Family and medical leave
The notice makes clear that only leave designated for one or more FMLA purposes may be considered under Section 45S. In addition, any leave paid by a state or local government is not taken into account when determining the amount of paid family and medical leave provided by the employer. However, leave provided under an employer’s short-term disability program, whether self-insured by an employer or provided through a short-term disability policy, can be characterized as family and medical leave if it otherwise meets the requirements under Section 45S. Additionally, any pay for leave that is required by state or local law also is ineligible for the credit. 

Minimum paid leave requirements
For 2018, employees are considered qualifying employees if their compensation was no more than $72,000 in 2017. Until further guidance is released, an employer may use any reasonable method to determine whether an employee has been employed for more than one year, though the requirement that an employee work 12 consecutive months to be considered a qualifying employee would not be viewed as a reasonable method for determining whether an employee has been employed for one year.

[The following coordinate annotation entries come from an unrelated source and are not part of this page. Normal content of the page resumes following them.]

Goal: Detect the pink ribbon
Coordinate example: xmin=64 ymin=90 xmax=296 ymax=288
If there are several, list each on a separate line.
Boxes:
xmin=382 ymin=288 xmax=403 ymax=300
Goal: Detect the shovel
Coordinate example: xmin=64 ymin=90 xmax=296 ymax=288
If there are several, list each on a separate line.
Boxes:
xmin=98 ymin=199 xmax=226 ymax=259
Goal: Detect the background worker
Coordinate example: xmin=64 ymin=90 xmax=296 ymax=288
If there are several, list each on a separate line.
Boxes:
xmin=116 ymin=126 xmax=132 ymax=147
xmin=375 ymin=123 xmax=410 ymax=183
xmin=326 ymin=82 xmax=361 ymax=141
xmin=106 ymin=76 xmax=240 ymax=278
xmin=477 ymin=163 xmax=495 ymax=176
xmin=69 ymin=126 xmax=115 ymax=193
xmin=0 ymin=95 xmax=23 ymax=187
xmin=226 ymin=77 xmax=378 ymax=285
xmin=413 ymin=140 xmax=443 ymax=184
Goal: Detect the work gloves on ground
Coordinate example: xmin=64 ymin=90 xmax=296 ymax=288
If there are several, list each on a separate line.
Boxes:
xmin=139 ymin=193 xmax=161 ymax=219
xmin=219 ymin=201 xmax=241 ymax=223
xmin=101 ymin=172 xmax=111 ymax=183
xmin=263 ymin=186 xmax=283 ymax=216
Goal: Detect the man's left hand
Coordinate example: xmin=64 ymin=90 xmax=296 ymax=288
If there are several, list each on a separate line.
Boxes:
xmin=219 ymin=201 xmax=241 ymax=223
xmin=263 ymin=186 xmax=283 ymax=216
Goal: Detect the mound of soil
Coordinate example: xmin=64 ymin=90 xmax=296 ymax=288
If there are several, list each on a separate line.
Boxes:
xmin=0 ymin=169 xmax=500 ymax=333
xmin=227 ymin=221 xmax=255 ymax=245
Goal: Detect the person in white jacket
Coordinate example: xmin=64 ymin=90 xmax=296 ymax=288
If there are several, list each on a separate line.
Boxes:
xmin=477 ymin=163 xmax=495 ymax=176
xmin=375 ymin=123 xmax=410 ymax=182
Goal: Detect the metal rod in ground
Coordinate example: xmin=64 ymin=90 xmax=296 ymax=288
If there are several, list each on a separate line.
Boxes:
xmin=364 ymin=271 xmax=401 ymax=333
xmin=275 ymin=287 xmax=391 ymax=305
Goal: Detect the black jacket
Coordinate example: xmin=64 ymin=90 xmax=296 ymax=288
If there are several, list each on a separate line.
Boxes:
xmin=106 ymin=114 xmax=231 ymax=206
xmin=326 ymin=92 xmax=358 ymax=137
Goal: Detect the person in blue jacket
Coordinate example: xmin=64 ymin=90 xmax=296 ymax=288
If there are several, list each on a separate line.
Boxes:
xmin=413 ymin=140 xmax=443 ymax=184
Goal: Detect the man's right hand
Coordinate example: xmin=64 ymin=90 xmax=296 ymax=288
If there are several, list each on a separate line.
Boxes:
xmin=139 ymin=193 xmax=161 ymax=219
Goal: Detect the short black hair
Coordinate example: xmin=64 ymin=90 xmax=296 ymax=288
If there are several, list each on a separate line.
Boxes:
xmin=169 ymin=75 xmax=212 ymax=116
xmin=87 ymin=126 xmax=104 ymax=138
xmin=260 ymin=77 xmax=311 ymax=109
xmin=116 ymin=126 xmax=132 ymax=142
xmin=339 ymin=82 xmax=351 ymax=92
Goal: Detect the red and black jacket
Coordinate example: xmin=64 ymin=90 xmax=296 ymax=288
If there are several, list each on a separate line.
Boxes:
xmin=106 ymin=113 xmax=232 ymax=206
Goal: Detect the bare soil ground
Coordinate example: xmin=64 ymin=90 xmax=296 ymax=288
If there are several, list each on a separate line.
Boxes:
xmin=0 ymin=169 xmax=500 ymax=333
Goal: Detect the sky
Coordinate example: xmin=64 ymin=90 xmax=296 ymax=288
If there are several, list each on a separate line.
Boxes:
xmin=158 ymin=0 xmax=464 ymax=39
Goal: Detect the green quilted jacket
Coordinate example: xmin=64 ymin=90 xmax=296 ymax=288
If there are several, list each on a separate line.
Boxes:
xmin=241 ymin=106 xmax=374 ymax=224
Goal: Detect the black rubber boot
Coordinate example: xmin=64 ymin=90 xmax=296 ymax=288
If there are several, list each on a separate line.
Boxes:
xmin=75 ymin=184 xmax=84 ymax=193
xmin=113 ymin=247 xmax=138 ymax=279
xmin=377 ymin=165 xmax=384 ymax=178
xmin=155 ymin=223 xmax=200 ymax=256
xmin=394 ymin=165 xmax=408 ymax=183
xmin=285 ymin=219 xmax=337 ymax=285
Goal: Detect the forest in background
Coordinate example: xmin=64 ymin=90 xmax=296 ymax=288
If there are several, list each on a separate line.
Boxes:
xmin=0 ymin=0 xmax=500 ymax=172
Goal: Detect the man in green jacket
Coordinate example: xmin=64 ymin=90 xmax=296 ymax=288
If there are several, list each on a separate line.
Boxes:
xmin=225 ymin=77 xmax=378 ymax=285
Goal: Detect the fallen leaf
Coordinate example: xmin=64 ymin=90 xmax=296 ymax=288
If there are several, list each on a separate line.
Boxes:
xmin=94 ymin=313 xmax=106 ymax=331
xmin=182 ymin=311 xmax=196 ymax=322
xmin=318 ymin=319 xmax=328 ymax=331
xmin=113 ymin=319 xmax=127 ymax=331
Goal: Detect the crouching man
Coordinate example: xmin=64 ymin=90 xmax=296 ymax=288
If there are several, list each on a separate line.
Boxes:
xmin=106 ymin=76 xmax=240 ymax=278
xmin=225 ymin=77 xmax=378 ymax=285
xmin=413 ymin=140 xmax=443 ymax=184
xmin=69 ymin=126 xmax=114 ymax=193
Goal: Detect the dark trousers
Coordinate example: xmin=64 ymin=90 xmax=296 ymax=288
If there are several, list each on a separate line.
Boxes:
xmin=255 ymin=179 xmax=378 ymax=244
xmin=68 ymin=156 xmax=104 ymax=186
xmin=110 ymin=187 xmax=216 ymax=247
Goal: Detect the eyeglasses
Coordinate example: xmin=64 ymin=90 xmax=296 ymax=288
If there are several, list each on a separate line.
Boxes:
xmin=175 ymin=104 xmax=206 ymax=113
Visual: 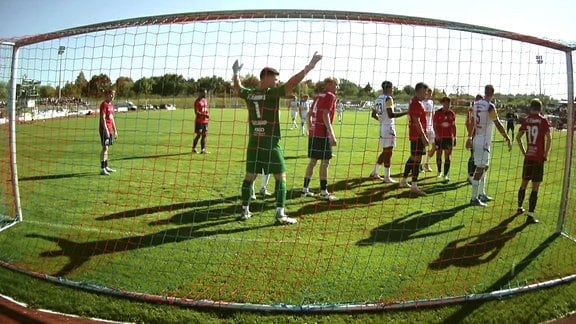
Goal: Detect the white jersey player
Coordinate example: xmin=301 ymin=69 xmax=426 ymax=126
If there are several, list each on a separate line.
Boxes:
xmin=370 ymin=81 xmax=408 ymax=183
xmin=422 ymin=88 xmax=436 ymax=172
xmin=468 ymin=84 xmax=512 ymax=207
xmin=289 ymin=96 xmax=300 ymax=129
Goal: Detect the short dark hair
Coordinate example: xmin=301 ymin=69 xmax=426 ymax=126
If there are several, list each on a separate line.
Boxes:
xmin=414 ymin=82 xmax=429 ymax=91
xmin=260 ymin=67 xmax=280 ymax=80
xmin=530 ymin=98 xmax=542 ymax=111
xmin=484 ymin=84 xmax=494 ymax=95
xmin=382 ymin=81 xmax=392 ymax=90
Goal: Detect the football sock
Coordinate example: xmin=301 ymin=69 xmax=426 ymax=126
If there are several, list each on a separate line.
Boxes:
xmin=528 ymin=190 xmax=538 ymax=213
xmin=518 ymin=189 xmax=526 ymax=207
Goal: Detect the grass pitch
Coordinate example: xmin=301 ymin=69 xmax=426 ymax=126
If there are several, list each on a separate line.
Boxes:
xmin=0 ymin=104 xmax=576 ymax=314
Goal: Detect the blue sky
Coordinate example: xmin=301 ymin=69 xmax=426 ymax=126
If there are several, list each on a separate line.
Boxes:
xmin=0 ymin=0 xmax=576 ymax=42
xmin=0 ymin=0 xmax=576 ymax=97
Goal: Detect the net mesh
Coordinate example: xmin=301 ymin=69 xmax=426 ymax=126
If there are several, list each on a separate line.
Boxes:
xmin=0 ymin=13 xmax=576 ymax=309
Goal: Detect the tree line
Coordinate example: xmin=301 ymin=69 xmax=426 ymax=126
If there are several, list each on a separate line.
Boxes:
xmin=0 ymin=71 xmax=558 ymax=108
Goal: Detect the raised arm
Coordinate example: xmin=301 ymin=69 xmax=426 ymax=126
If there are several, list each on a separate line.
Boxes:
xmin=284 ymin=52 xmax=322 ymax=93
xmin=232 ymin=60 xmax=244 ymax=96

Additionally, any requirement that an employee work a minimum number of hours to be a qualifying employee also would not be considered a reasonable method for determining if an employee has been employed for one year.

An employer’s written plan cannot exclude any classification of employees if they are qualifying employees, and must provide qualifying employees who are full-time with at least two weeks of annual family and medical leave and a proportionate amount of annual paid family and medical leave to qualifying employees who are part-time. A part-time employee is an employee who is customarily employed for fewer than 30 hours per week. Pending further guidance, an employer may use any reasonable method to determine how many hours an employee customarily works per week for the employer.

Overtime, other than regularly scheduled overtime, and discretionary bonuses are excluded when determining 50 percent of the wages of a qualifying employee. For employees who are paid on a basis other than a salaried or hourly rate, the rules for determining regular rates in the Fair Labor Standards Act can be used. 

Calculating and claiming the credit
The credit equals 12.5 percent of the amount of wages paid to qualifying employees during the period in which the employee is on family and medical leave. The credit percentage is increased by 0.25 percent for each percentage point the rate of payment exceeds 50 percent, with a maximum credit of 25 percent. The deduction for wages or salaries must be reduced by an amount equal to the amount of the credit. 

The notice clarifies that each member of a controlled group of corporations and each member of a group of businesses under common control makes a separate election to claim or not claim the credit. Therefore, the decision of one entity to not provide paid family and medical leave to its qualifying employees does not have a negative impact on other entities within the same group if they choose to provide paid family and medical leave and claim the credit.

The credit is claimed on Form 8994, “Employer Credit for Paid Family and Medical Leave.”